2
votes

In the mlr package, I can perform a clustering. Let´s say I don´t want to know how the model performs on unseen data, but I just want to know what the best number of clusters are regarding a given performance measure.

In this example, I use the moons data set of the dbscan package.

library(mlr)
library(dbscan)
data("moons")

db_task = makeClusterTask(data = moons)

db = makeLearner("cluster.dbscan")

ps = makeParamSet(makeDiscreteParam("eps", values = seq(0.1, 1, by = 0.1)),
  makeIntegerParam("MinPts", lower = 1, upper = 5))
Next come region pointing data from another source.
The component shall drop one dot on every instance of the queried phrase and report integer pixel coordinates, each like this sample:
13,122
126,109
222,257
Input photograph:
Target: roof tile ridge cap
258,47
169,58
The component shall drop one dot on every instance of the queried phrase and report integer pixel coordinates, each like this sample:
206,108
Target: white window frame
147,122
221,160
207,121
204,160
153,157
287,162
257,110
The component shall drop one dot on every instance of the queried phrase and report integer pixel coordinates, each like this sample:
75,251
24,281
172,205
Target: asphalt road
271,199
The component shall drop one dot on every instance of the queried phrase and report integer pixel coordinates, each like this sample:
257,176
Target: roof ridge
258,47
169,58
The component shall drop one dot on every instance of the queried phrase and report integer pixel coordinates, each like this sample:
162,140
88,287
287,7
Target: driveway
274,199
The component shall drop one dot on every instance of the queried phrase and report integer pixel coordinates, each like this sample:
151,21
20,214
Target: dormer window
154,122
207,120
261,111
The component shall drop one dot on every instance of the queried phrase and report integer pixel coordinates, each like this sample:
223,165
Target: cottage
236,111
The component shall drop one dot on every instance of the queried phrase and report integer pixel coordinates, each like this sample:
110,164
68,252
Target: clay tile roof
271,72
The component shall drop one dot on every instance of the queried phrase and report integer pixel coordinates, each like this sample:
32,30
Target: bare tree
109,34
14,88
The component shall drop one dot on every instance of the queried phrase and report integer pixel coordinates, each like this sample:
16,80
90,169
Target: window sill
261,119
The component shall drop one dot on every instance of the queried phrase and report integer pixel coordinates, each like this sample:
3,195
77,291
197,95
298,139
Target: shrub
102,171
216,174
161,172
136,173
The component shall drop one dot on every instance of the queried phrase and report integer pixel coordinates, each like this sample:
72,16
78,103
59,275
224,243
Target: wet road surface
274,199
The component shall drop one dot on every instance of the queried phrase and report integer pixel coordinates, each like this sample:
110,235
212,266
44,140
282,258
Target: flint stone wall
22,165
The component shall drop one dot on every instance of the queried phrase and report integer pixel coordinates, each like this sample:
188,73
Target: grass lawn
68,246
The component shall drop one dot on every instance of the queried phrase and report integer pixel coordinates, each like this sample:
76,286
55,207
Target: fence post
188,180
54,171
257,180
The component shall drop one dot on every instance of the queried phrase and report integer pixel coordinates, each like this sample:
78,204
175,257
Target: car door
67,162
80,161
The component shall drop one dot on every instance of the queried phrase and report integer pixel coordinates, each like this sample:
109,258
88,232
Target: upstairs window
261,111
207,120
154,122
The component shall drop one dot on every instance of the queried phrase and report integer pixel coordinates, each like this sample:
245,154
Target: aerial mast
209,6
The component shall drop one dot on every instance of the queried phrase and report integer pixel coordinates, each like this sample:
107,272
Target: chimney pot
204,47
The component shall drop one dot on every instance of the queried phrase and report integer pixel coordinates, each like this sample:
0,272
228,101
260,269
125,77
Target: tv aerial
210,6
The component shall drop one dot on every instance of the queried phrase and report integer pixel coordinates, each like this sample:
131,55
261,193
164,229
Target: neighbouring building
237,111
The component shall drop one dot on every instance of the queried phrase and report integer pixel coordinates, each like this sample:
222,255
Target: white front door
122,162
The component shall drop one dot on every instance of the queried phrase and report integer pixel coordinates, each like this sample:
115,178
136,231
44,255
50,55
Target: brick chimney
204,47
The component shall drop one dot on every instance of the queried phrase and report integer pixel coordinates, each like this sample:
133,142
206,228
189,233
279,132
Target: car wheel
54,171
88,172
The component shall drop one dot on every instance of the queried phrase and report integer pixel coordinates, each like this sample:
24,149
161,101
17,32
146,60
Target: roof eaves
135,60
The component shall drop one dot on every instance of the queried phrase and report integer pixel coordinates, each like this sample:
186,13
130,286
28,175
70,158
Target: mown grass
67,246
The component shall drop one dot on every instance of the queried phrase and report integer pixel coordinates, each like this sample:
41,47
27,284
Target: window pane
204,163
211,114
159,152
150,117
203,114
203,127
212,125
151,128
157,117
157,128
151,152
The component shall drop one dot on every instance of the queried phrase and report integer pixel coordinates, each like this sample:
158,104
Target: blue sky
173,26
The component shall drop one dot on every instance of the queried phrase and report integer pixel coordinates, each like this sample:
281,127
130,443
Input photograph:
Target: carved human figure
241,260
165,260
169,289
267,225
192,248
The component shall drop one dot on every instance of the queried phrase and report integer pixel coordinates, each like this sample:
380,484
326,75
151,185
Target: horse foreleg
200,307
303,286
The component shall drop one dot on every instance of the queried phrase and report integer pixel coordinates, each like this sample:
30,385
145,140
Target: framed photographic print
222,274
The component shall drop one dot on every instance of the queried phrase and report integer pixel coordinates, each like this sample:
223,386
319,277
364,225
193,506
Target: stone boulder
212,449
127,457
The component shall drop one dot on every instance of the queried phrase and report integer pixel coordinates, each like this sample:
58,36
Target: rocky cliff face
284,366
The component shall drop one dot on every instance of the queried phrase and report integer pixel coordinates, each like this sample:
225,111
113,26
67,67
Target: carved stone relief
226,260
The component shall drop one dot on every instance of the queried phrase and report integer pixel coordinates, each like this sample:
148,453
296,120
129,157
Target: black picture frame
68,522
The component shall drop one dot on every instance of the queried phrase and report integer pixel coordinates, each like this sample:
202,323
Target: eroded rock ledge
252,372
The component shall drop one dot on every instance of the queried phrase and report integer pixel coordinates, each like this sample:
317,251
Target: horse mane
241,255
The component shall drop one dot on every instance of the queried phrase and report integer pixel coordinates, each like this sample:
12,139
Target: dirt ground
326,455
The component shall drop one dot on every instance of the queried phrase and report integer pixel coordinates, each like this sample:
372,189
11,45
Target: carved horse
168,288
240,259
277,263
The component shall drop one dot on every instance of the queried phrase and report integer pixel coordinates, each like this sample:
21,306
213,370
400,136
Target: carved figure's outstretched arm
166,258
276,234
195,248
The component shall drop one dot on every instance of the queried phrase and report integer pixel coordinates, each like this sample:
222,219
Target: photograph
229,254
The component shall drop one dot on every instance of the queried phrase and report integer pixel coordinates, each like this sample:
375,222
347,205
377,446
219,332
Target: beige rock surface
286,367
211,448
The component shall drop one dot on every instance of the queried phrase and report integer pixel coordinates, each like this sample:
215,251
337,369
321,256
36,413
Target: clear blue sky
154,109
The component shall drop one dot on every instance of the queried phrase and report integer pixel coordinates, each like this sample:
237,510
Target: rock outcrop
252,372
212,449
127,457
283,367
ctrl = makeTuneControlGrid()

rdesc = makeResampleDesc("CV", iters = 3) # I don´t want to use it, but I have to 

res = tuneParams(db, 
  task = db_task, 
  control = ctrl,
  measures = silhouette, 
  resampling = rdesc, 
  par.set = ps)
#> [Tune] Started tuning learner cluster.dbscan for parameter set:
#>            Type len Def                                Constr Req Tunable
#> eps    discrete   -   - 0.1,0.2,0.3,0.4,0.5,0.6,0.7,0.8,0.9,1   -    TRUE
#> MinPts  integer   -   -                                1 to 5   -    TRUE
#>        Trafo
#> eps        -
#> MinPts     -
#> With control class: TuneControlGrid
#> Imputation value: Inf
#> [Tune-x] 1: eps=0.1; MinPts=1
#> Error in matrix(nrow = k, ncol = ncol(x)): invalid 'nrow' value (too large or NA)

Created on 2019-06-06 by the reprex package (v0.3.0)
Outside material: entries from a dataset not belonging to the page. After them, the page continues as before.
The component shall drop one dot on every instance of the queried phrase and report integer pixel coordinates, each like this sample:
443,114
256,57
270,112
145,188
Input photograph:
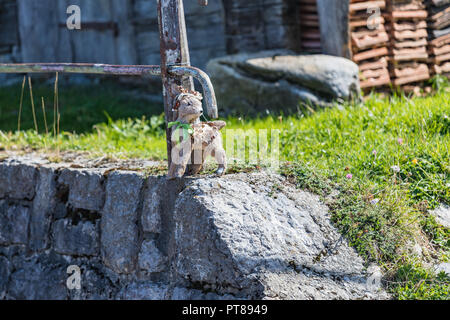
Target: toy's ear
176,88
176,106
197,94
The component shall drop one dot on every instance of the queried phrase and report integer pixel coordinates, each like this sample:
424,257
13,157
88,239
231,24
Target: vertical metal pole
174,51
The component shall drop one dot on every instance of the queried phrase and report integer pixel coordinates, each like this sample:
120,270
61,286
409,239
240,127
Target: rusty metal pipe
106,69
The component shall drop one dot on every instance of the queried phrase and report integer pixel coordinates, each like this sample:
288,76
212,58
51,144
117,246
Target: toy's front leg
180,159
221,158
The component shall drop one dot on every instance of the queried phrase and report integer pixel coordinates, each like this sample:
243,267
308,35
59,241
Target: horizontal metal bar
91,68
86,68
205,81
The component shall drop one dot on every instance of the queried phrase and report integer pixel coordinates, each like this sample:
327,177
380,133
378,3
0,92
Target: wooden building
411,45
126,31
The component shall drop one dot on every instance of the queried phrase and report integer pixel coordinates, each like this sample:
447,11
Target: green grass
387,161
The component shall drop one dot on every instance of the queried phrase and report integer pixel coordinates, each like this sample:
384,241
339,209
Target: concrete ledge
143,237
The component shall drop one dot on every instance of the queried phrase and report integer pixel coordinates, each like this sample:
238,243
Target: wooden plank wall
9,37
413,42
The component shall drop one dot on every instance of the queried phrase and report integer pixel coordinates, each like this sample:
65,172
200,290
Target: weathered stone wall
138,237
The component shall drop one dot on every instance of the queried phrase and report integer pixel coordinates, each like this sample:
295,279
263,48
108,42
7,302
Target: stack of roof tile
408,34
439,35
369,41
310,26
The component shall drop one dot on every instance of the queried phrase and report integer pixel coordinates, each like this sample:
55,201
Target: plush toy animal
194,140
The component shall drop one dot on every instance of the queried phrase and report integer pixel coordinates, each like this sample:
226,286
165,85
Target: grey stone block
39,278
232,236
442,215
119,221
143,291
280,80
5,271
79,240
152,203
42,209
14,220
85,188
151,260
17,181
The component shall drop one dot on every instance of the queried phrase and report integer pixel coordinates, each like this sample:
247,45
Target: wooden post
174,51
334,27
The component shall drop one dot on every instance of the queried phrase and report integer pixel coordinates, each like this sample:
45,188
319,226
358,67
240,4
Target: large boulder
281,80
255,236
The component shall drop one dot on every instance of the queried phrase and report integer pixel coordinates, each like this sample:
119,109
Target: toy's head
189,106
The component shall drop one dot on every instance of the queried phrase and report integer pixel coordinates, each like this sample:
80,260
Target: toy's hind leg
221,158
178,166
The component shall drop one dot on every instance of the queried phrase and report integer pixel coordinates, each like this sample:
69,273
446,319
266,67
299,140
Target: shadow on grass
81,106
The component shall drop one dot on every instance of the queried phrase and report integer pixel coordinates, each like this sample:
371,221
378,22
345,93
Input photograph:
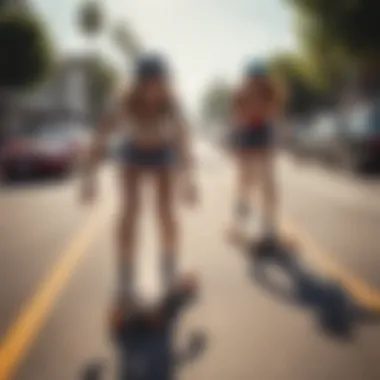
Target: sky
204,40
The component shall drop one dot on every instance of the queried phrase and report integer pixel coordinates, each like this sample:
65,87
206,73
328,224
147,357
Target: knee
165,211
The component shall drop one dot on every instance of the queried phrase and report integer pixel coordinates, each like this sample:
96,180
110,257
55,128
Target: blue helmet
151,65
257,69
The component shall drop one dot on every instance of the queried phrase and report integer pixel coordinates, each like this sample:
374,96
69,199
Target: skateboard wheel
116,320
188,283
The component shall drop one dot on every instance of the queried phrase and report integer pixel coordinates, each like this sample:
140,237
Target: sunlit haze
203,39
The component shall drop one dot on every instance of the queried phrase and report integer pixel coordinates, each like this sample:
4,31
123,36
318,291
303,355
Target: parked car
316,138
53,148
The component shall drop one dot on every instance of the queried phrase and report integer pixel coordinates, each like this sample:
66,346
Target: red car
54,149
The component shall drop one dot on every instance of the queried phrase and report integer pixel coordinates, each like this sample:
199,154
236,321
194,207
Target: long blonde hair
133,101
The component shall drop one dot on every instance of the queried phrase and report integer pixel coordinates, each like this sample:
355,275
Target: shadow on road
145,353
285,277
35,182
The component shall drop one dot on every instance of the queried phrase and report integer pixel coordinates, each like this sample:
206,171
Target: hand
190,193
88,192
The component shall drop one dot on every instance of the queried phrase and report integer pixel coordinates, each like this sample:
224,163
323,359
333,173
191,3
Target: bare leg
242,202
126,231
266,160
168,225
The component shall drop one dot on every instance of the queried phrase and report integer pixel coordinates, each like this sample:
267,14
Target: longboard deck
144,342
253,245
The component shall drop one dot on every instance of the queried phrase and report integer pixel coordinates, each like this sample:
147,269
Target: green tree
91,18
303,95
341,38
351,24
26,54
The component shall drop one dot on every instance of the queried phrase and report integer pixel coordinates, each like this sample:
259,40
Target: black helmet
257,68
151,65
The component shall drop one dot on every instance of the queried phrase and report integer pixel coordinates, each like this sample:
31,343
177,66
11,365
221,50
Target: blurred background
62,62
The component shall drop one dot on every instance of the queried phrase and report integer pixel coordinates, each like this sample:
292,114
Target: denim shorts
253,137
152,157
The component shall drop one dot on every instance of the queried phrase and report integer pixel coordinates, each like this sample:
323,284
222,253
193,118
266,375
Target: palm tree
91,19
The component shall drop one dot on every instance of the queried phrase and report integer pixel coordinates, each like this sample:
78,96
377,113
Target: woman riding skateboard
256,105
156,143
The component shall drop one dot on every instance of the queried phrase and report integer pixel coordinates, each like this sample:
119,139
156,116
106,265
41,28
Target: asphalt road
263,320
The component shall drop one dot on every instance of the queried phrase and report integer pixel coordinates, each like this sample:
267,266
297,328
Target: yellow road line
24,331
363,293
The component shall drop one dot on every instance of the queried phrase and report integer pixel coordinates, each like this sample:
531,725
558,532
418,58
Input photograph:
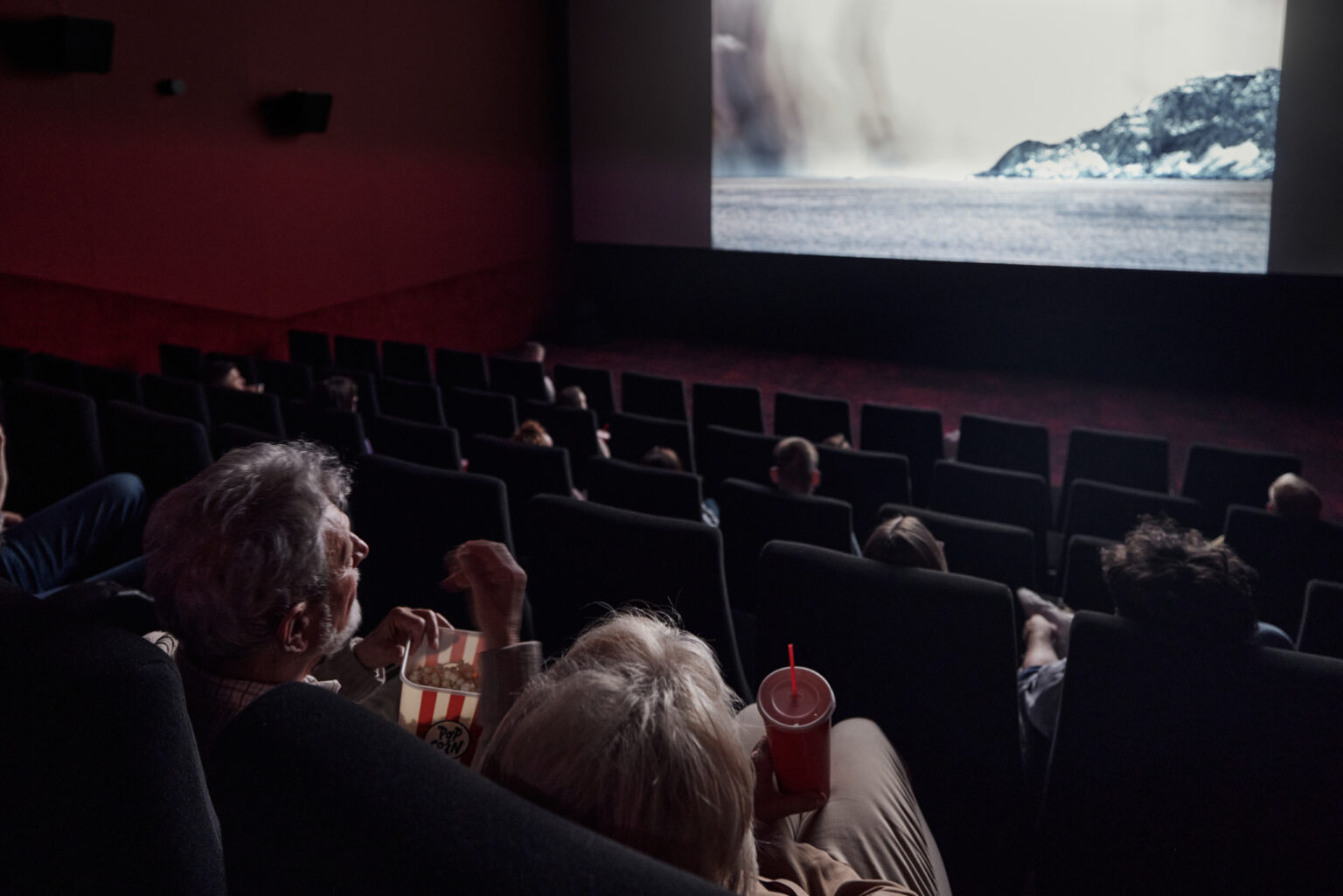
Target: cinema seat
811,417
663,397
300,766
595,383
1186,770
588,558
914,432
931,657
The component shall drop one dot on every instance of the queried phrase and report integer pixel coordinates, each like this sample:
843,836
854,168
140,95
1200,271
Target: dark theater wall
436,198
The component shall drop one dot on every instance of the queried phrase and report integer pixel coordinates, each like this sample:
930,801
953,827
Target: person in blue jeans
73,538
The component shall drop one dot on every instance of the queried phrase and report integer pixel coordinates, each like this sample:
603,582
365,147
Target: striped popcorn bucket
442,716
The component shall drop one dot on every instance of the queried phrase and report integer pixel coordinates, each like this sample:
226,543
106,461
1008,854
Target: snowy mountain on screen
1218,128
However, mlr forces me to use a resampling strategy. Any idea of how to use mlr in cluster tasks without resampling?

1
Your code does not run for me (see the inserted reprex above). Why don't you take a look at the number of clusters calculated by the best performing model during tuning?pat-s
I don't understand why it doesn´t work (I leave it in there until I understand the reason). I had some data sets where the results from the CV and the silhouette plot were different.Banjo

1 Answers

1
votes

mlr is pretty poor when it comes to clustering. It's dbscan function is a wrapper around the very slow fpc package. Others wrap Weka, which is also very slow.

Use the dbscan package instead.

However, parameter tuning doesn't just work in unsupervised settings. You don't have labels, so you only have unreliable "internal" heuristics instead. And most of these are not reliable for DBSCAN because they will assume noise is a cluster, but it isn't. Few tools have support for noise in evaluation (I've seen options for this in ELKI), and I'm not convinced that either of the variants to handle noise is good. You can construct undesirable cases for each variant IMHO. You probably need to use at least two measures in the evaluation of clustering with noise.